Normally, a program would perform a computation, then perform a memory-management operations (like freeing up, allocating memory) which repeats over and over again, throughout the execution. And, for hard to parallelize applications, both of these steps have to be performed in a single core, thereby spoiling the hardware advantage.
But the new work by North Carolina State University has come over this limitation by removing the memory-management step from the process, and running it as a “totally separate thread”. As a result, the computation thread and memory-management thread execute parallelly, employing more cores.
How much is the performance gain? They claim to have achieved 20% performance adavantage by doing this alone. But practically this could vary between 18 – 30% coz memory operations depend on the fragmentation, and are Never linear functions viz. O(1) or O(n).

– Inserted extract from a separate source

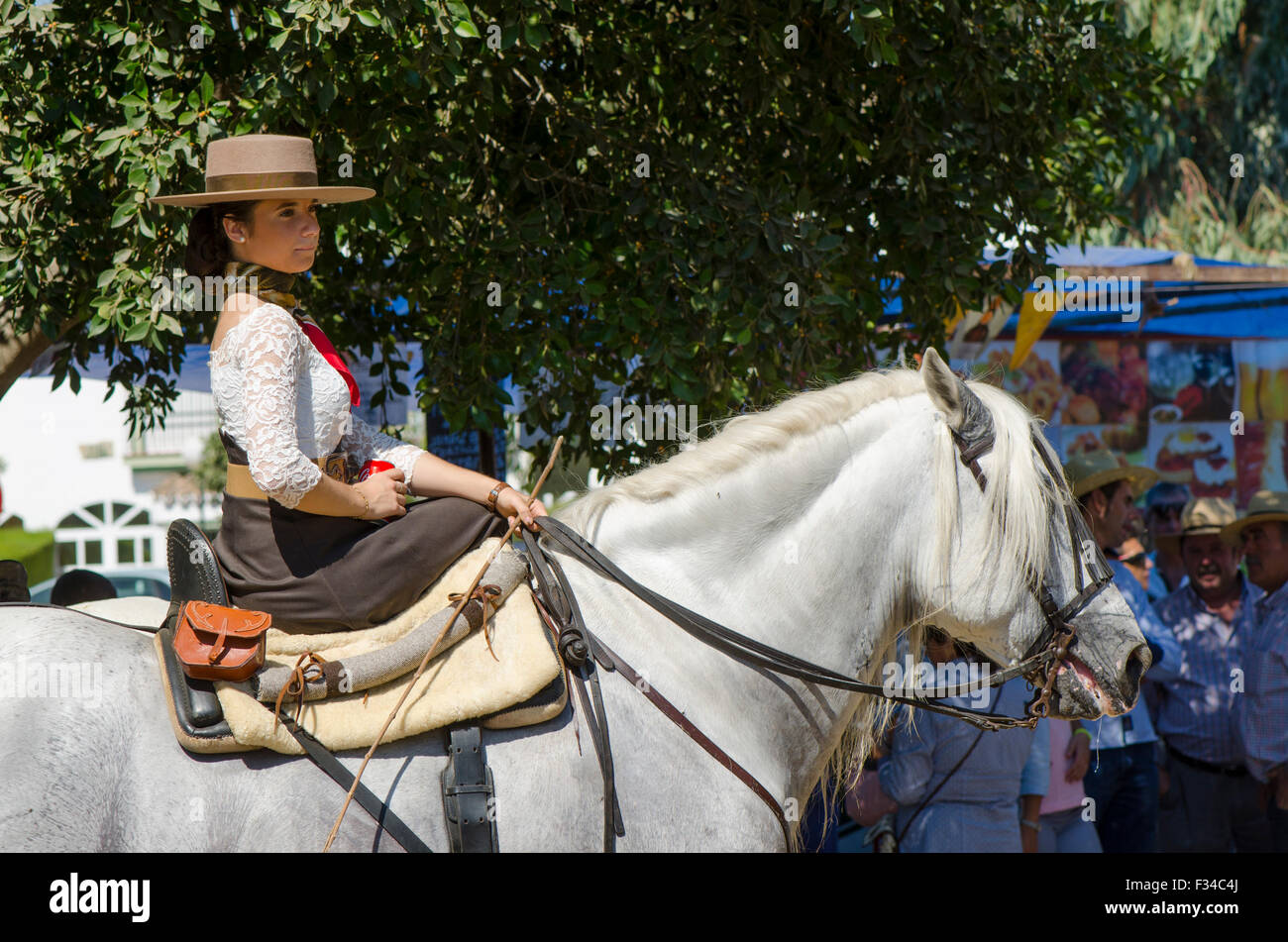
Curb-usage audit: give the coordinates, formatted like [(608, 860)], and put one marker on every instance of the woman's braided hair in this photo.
[(209, 250)]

This memory-management would give more advantages than just improving speeds. It’s easier (and less costly) to fuel up security features by offloading management functions that could identify anomalies in program behavior, or perform additional security checks, on another core. When used with memory management library called PHKmalloc, for example, MMT can limit the slowdown imposed by some of the library’s security features. These security checks and features are very expensive, slowing down benchmarks by 21% on average, and by 44% in the worst case. But when done with MMT, there’s no practical loss
In this methodology, the computational thread notifies the memory-management thread about when a memory-management function needs to be performed — effectively executing the allocation in parallel. And going further, when the computational thread no longer needs certain data, it informs the memory-management thread for the same and marked memory is freed in parallel. Closely looking, the latter is similar to GC thread in Java, the difference being it’s manual nature ( instead of automatic collection of de-referenced objects).